映画のラストシーンを見ると、これから解散するバンドのようにはとても見えない。前向きな解散だったのだろうか。

この映画には愛を感じる。

映画としてのレベルや演出うんぬんかんぬんではなく、彼がポリスというバンドがどう成長し、別れていったのかを素直に描いた優しい映画だと思います。上映期間はもうあと少しだけど、ポリスが好きな人には是非見てほしい映画だと思いました。

まったく関係ない話を最後に。

この映画を見に来ている観客の中に、最近、ワイドショーを騒がせていると思われる方が来場しておられた。映画終了後、裏原系の女性に「握手をしていただけますか?」と声をかけられていたのだが、とてもいい笑顔で握手をしてあげていた。しかもその女性が「プライベートの時にすいません…」的なことを言っていたように思うが、「いやいや、ぜんぜん構いませんよ。
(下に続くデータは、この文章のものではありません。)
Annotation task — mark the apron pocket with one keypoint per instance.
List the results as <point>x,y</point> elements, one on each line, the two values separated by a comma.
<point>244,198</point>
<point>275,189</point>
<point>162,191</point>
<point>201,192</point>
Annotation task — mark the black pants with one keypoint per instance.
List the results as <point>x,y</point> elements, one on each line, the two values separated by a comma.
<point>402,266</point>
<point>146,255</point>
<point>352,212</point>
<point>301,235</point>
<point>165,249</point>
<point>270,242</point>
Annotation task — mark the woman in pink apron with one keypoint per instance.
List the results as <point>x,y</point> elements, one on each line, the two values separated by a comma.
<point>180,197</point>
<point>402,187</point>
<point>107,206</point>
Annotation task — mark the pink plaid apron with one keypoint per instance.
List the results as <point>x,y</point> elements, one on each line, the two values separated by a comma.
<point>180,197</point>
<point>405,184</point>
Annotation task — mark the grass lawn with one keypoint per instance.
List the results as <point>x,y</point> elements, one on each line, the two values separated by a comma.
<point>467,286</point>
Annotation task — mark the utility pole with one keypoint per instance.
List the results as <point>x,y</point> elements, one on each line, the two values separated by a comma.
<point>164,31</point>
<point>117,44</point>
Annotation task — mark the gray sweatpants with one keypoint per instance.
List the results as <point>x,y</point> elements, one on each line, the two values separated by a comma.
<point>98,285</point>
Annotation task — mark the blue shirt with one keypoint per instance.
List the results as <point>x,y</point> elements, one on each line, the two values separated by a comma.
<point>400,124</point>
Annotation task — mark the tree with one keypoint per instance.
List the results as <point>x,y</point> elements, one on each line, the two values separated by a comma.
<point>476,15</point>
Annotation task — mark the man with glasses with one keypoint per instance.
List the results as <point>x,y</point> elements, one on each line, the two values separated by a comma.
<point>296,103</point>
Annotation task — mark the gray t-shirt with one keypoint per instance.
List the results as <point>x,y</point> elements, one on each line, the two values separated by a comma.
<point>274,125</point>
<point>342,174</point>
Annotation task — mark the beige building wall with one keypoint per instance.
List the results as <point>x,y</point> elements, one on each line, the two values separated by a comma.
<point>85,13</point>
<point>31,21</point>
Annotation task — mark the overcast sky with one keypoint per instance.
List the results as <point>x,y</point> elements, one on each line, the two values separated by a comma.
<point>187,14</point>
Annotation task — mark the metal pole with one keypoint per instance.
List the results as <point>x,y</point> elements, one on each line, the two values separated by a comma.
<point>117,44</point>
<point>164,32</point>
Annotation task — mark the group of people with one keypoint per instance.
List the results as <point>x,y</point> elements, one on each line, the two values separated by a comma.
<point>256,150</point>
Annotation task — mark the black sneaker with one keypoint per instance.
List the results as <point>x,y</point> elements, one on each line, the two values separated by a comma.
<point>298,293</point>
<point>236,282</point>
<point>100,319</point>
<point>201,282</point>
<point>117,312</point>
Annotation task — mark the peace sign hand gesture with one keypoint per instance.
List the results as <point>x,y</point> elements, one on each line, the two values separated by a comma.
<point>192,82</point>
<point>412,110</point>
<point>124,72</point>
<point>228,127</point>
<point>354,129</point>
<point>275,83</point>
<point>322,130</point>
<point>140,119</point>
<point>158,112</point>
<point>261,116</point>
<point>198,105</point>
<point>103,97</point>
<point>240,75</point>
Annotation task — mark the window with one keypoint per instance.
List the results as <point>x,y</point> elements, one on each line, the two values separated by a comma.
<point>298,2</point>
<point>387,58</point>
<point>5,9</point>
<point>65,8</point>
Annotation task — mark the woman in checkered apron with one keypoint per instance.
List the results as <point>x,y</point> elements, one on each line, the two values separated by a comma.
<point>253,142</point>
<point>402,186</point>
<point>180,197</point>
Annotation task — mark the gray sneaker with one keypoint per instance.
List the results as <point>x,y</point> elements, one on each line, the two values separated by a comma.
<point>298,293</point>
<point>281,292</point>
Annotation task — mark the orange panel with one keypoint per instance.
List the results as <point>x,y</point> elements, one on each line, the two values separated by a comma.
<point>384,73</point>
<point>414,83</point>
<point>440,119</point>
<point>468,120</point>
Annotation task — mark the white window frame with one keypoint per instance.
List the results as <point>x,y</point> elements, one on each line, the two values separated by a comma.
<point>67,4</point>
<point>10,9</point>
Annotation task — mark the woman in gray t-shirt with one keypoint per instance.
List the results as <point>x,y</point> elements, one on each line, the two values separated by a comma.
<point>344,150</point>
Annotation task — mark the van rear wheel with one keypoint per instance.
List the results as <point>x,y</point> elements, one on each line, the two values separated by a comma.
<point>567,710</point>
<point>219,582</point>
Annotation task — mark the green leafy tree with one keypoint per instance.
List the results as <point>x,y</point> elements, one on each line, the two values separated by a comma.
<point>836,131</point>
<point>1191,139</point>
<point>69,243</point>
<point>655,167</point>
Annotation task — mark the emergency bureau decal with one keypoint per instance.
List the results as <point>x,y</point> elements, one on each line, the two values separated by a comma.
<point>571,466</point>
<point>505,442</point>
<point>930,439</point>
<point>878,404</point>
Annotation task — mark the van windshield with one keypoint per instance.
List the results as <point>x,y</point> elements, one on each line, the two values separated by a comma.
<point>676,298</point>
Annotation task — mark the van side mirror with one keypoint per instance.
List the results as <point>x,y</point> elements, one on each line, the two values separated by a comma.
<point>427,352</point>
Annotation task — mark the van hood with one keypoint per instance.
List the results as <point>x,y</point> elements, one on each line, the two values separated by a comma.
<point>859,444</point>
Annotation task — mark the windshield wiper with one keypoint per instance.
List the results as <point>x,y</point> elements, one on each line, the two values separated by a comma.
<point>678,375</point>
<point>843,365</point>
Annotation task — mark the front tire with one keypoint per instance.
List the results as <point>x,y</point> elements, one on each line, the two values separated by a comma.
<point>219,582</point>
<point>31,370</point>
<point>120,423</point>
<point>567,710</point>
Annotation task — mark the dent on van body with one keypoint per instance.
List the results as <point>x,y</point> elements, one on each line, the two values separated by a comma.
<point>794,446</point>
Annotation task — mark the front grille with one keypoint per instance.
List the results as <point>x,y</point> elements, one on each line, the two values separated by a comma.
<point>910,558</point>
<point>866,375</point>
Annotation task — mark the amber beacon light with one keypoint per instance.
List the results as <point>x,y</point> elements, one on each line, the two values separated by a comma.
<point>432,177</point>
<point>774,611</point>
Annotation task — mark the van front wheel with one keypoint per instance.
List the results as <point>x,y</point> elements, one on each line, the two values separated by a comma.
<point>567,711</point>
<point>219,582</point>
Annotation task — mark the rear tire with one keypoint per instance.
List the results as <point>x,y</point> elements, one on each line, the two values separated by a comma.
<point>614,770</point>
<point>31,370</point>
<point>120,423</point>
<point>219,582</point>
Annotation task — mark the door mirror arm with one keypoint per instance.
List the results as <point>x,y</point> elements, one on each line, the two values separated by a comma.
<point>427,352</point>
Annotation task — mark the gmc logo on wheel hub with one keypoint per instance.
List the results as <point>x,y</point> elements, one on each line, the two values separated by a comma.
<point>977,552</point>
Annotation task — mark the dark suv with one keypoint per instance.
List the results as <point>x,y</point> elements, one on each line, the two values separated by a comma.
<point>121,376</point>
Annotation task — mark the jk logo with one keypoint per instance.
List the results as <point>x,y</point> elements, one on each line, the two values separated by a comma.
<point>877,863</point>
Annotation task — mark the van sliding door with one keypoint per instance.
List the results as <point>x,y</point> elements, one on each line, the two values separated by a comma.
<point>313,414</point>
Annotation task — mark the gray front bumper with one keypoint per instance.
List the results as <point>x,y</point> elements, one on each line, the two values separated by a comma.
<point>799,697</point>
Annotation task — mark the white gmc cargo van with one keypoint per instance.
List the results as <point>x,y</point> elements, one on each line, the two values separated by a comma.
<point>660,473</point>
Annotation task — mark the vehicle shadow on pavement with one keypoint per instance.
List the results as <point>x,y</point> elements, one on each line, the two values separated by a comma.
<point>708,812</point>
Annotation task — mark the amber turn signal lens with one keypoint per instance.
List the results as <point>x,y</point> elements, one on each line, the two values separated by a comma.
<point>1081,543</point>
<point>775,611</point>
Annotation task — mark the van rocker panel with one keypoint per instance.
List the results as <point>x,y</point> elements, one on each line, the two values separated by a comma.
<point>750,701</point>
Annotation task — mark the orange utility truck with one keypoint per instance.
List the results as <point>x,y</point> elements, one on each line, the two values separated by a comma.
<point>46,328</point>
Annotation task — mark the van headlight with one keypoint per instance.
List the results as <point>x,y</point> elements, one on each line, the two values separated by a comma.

」と、更に笑顔で答え、本当にいい人に見えた。ちょっと見ただけで決め込むのも逆に失礼かと思ったが、彼自身はとてもいい人で、問題はご家族にあるのかもしんない…と、ちょっと彼が可哀想にも思えた。

ポリス好きって言うのも、個人的にはちょっと好感持てた。

ま、事情が事情なので、諸手を挙げて賞賛するのも難しいけれど、「頑張って下さいね。」と、そっと心でテレパシーを送っといた。